Member of the Canadian Parliament for Nicolet—Yamaska
- In office June 1949 – June 1957
- Preceded by: Renaud Chapdelaine
- Succeeded by: Paul Comtois

Personal details
- Born: 18 February 1897 Pierreville, Quebec, Canada
- Died: 23 February 1988 (aged 91) Ottawa, Ontario, Canada
- Party: Liberal
- Spouse(s): Pauline LaBel (m. 21 April 1924)
- Occupation: lawyer

= Maurice Boisvert =

Canadian politician

Maurice Boisvert (18 February 1897 – 23 February 1988) was a Canadian politician and lawyer. He was elected to the House of Commons of Canada as a Member of the Liberal Party in the 1949 election to represent the riding of Nicolet—Yamaska defeating Progressive Conservative MP Renaud Chapdelaine who had won an upset by-election victory earlier that year. Boisvert was re-elected in 1953.

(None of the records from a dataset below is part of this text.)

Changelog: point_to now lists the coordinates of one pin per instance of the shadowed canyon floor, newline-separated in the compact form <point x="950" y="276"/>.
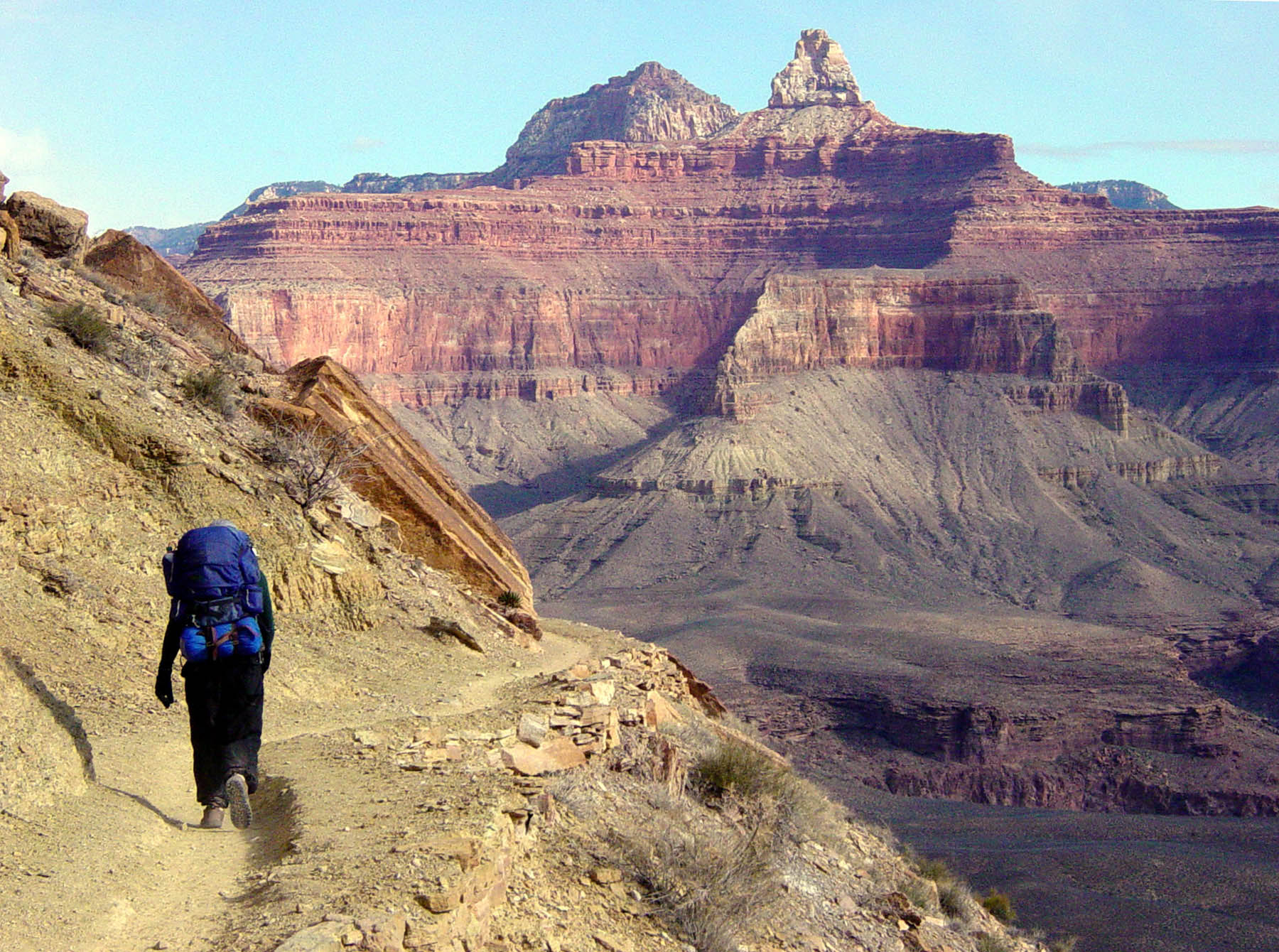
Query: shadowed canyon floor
<point x="431" y="773"/>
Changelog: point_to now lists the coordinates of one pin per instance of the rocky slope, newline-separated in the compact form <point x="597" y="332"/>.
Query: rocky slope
<point x="759" y="389"/>
<point x="649" y="254"/>
<point x="433" y="776"/>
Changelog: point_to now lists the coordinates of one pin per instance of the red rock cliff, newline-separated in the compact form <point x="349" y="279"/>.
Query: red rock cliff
<point x="646" y="256"/>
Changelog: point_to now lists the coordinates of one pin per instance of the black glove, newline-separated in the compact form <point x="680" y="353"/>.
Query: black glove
<point x="164" y="688"/>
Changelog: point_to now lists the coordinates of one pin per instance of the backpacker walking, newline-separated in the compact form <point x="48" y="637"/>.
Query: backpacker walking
<point x="222" y="622"/>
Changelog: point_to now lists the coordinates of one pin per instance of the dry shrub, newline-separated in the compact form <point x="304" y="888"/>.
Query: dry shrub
<point x="954" y="897"/>
<point x="919" y="894"/>
<point x="214" y="388"/>
<point x="311" y="463"/>
<point x="738" y="769"/>
<point x="713" y="885"/>
<point x="999" y="905"/>
<point x="993" y="943"/>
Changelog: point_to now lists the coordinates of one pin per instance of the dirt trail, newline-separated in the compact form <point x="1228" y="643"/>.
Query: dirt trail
<point x="121" y="868"/>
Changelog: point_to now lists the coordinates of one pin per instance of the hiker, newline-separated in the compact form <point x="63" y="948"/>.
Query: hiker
<point x="220" y="618"/>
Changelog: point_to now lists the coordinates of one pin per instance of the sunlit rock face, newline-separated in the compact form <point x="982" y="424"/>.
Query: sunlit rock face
<point x="642" y="218"/>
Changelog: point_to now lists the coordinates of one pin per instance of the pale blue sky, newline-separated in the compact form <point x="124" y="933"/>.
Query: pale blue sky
<point x="169" y="113"/>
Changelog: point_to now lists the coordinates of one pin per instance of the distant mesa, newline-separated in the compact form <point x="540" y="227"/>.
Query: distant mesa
<point x="1125" y="193"/>
<point x="818" y="76"/>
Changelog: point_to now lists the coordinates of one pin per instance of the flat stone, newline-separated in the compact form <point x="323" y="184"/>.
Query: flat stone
<point x="659" y="710"/>
<point x="532" y="730"/>
<point x="321" y="937"/>
<point x="561" y="754"/>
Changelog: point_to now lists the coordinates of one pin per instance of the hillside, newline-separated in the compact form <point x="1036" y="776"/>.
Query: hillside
<point x="434" y="773"/>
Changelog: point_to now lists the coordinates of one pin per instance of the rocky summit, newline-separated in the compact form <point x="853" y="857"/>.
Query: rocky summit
<point x="441" y="768"/>
<point x="819" y="76"/>
<point x="961" y="484"/>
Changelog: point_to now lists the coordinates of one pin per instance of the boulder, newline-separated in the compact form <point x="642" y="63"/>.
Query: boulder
<point x="50" y="228"/>
<point x="561" y="754"/>
<point x="11" y="242"/>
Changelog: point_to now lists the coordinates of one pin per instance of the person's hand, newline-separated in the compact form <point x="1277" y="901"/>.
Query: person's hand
<point x="164" y="688"/>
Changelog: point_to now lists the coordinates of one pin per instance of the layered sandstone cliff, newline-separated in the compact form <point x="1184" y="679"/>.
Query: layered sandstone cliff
<point x="655" y="217"/>
<point x="911" y="319"/>
<point x="436" y="520"/>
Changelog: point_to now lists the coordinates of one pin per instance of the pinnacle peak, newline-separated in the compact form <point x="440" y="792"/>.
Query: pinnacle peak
<point x="818" y="76"/>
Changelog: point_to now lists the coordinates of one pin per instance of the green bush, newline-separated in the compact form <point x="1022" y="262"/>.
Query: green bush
<point x="953" y="897"/>
<point x="211" y="386"/>
<point x="85" y="325"/>
<point x="993" y="943"/>
<point x="738" y="769"/>
<point x="917" y="894"/>
<point x="999" y="907"/>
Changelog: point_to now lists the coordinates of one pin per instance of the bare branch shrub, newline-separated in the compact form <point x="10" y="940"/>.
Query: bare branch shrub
<point x="713" y="887"/>
<point x="311" y="463"/>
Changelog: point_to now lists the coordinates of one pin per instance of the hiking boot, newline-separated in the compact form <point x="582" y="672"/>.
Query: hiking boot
<point x="237" y="796"/>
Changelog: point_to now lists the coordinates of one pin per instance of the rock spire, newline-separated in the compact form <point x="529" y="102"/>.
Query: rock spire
<point x="818" y="76"/>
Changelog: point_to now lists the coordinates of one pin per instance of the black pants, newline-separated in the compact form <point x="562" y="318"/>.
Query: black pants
<point x="224" y="699"/>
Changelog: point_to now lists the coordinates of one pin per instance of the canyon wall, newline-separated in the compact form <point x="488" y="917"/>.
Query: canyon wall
<point x="912" y="319"/>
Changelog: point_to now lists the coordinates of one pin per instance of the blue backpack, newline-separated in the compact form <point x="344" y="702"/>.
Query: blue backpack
<point x="214" y="578"/>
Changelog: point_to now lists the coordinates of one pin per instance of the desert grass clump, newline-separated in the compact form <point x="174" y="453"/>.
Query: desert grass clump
<point x="954" y="897"/>
<point x="999" y="907"/>
<point x="713" y="887"/>
<point x="937" y="870"/>
<point x="211" y="386"/>
<point x="993" y="943"/>
<point x="919" y="894"/>
<point x="85" y="325"/>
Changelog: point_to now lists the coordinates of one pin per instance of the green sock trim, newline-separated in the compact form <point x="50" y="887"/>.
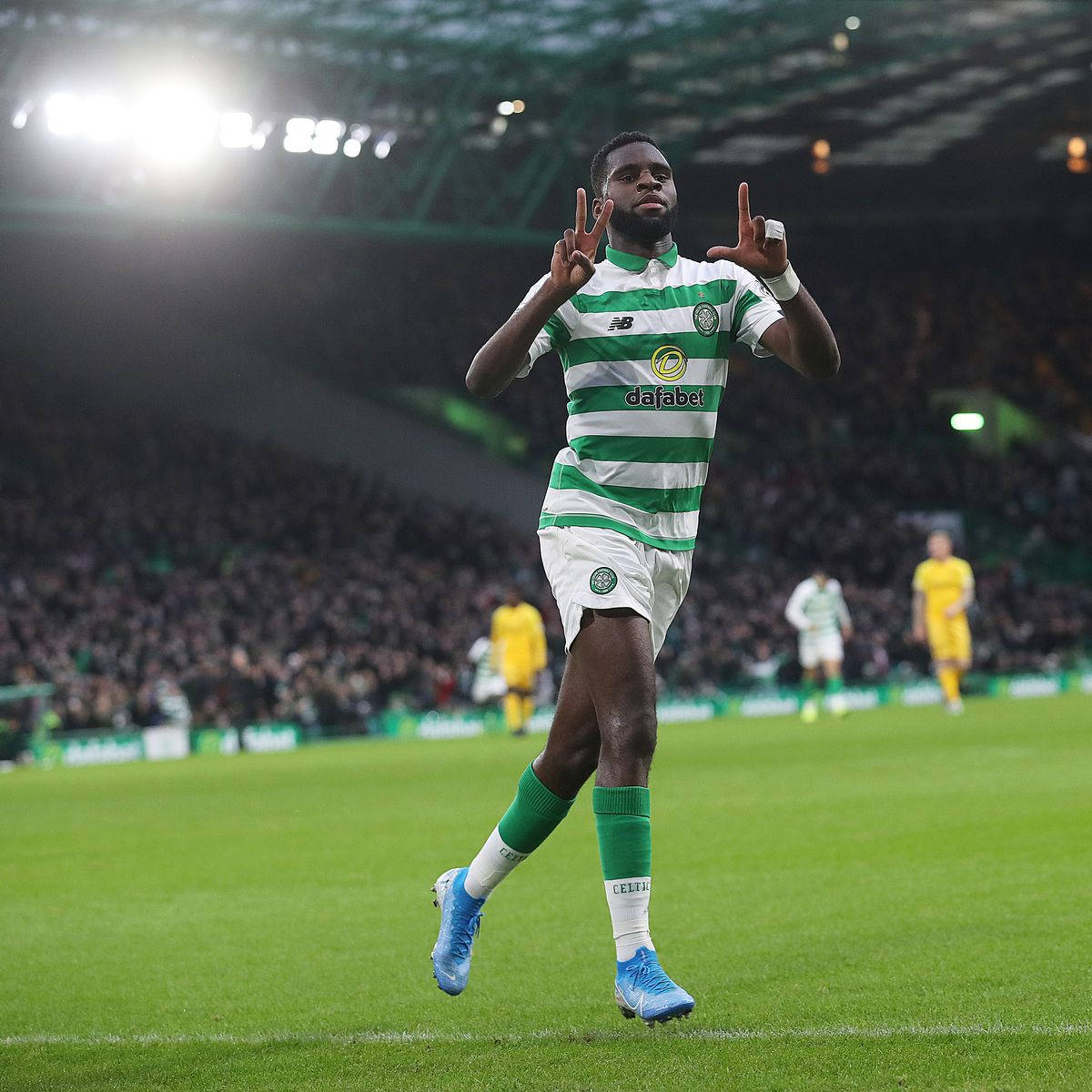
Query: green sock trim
<point x="534" y="814"/>
<point x="625" y="801"/>
<point x="623" y="830"/>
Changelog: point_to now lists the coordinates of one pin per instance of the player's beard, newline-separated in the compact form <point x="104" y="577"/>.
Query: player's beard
<point x="643" y="229"/>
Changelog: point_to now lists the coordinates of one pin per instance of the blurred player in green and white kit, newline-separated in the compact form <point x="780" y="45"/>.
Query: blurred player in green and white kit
<point x="489" y="686"/>
<point x="817" y="609"/>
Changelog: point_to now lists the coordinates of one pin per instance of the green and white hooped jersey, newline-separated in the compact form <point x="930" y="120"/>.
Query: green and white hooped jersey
<point x="644" y="348"/>
<point x="823" y="609"/>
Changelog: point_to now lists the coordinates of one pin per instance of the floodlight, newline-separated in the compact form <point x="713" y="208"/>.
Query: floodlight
<point x="327" y="134"/>
<point x="174" y="125"/>
<point x="298" y="134"/>
<point x="967" y="421"/>
<point x="64" y="114"/>
<point x="104" y="118"/>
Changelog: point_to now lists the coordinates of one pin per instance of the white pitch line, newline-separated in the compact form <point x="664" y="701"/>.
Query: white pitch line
<point x="396" y="1037"/>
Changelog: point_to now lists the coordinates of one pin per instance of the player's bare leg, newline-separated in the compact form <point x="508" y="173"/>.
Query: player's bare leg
<point x="543" y="798"/>
<point x="809" y="680"/>
<point x="572" y="748"/>
<point x="612" y="653"/>
<point x="948" y="676"/>
<point x="833" y="669"/>
<point x="517" y="713"/>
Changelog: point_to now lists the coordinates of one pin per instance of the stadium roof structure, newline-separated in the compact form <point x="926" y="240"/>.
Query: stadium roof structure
<point x="470" y="119"/>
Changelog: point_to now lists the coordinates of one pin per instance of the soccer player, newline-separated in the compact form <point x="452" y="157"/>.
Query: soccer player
<point x="643" y="339"/>
<point x="489" y="683"/>
<point x="817" y="609"/>
<point x="944" y="589"/>
<point x="519" y="653"/>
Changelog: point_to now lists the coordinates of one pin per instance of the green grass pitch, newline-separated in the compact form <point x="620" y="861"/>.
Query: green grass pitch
<point x="900" y="900"/>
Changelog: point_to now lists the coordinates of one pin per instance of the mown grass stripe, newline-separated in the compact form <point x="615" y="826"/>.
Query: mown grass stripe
<point x="394" y="1037"/>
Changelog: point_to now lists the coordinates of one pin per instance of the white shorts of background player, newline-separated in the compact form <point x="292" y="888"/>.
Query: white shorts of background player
<point x="817" y="650"/>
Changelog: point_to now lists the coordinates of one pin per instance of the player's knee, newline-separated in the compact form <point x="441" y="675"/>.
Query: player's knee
<point x="629" y="734"/>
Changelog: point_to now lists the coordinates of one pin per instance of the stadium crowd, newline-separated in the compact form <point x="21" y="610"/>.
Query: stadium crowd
<point x="151" y="572"/>
<point x="154" y="572"/>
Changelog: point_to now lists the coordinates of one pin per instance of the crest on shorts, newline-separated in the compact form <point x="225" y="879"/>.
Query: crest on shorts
<point x="604" y="580"/>
<point x="705" y="319"/>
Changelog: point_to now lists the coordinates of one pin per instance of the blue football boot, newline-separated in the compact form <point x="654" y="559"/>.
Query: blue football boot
<point x="642" y="989"/>
<point x="460" y="920"/>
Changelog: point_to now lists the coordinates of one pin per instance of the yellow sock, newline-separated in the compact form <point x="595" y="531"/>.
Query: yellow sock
<point x="949" y="682"/>
<point x="513" y="711"/>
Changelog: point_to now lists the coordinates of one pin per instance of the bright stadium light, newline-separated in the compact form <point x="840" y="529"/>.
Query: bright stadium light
<point x="328" y="132"/>
<point x="174" y="125"/>
<point x="967" y="421"/>
<point x="238" y="129"/>
<point x="385" y="145"/>
<point x="64" y="114"/>
<point x="104" y="118"/>
<point x="298" y="134"/>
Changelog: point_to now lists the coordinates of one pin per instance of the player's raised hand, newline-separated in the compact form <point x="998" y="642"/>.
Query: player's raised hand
<point x="573" y="263"/>
<point x="762" y="248"/>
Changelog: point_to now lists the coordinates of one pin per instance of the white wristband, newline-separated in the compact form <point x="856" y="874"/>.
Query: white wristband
<point x="785" y="287"/>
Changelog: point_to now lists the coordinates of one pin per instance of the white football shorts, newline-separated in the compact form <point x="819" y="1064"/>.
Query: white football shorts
<point x="595" y="569"/>
<point x="820" y="649"/>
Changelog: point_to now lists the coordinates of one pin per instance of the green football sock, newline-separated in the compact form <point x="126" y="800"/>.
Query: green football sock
<point x="625" y="833"/>
<point x="533" y="814"/>
<point x="623" y="829"/>
<point x="528" y="823"/>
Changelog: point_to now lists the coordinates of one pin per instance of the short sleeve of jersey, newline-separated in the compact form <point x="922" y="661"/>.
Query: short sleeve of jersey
<point x="544" y="341"/>
<point x="920" y="578"/>
<point x="753" y="311"/>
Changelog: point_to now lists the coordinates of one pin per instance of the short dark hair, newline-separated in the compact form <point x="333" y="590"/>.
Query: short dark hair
<point x="600" y="159"/>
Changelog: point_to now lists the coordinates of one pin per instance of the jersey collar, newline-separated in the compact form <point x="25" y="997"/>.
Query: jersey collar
<point x="636" y="263"/>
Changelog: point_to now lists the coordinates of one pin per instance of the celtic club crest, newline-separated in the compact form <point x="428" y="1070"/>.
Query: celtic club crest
<point x="603" y="581"/>
<point x="705" y="319"/>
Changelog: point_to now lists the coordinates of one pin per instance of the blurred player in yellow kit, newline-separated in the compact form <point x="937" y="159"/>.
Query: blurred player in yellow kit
<point x="944" y="589"/>
<point x="519" y="650"/>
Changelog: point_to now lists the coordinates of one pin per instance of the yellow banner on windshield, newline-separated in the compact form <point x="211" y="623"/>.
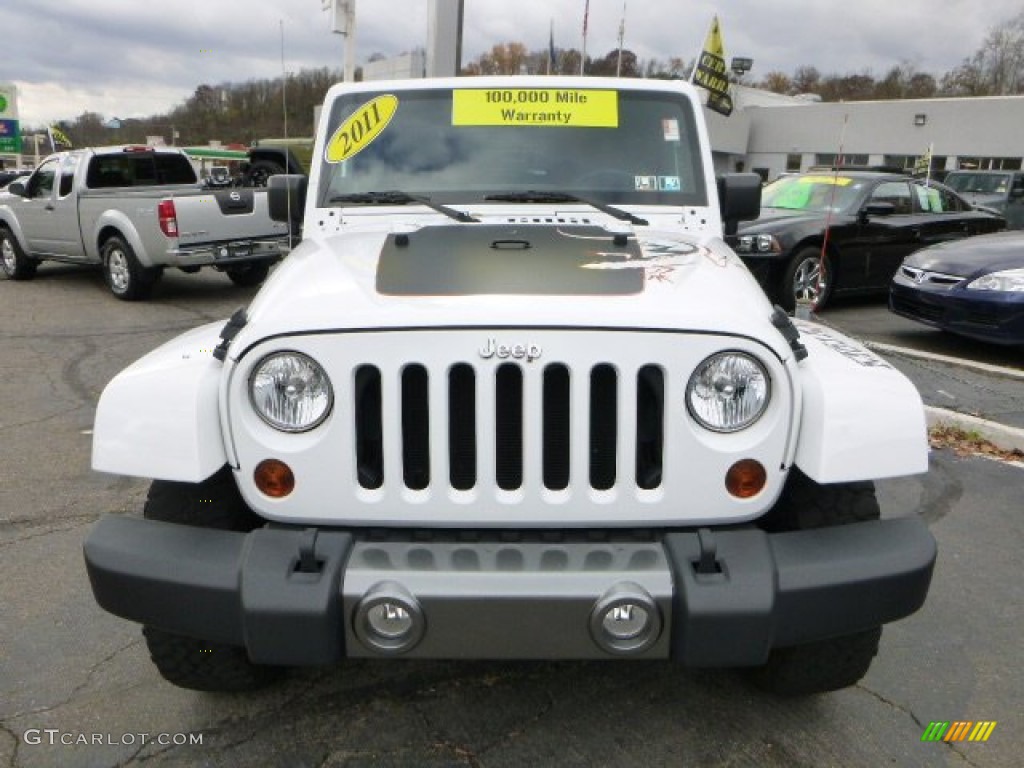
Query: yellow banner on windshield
<point x="531" y="107"/>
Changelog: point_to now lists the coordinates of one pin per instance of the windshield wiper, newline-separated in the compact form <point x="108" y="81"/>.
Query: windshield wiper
<point x="560" y="197"/>
<point x="398" y="198"/>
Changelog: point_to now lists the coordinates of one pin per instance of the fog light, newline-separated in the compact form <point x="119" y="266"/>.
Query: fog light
<point x="626" y="620"/>
<point x="745" y="478"/>
<point x="273" y="478"/>
<point x="389" y="620"/>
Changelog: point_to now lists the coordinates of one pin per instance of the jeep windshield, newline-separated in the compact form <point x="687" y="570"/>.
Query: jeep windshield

He was born in 1897, the son of Adelard and Laura (née Cartier) Boisvert. He attended Nicolet College and Laval University, receiving his B.A. cum laude in 1918 from the latter.

Boisvert died on 23 February 1988 at Ottawa, aged 91.

== Archives ==
There is a Maurice Boisvert fonds at Library and Archives Canada. Archival reference number is R7644.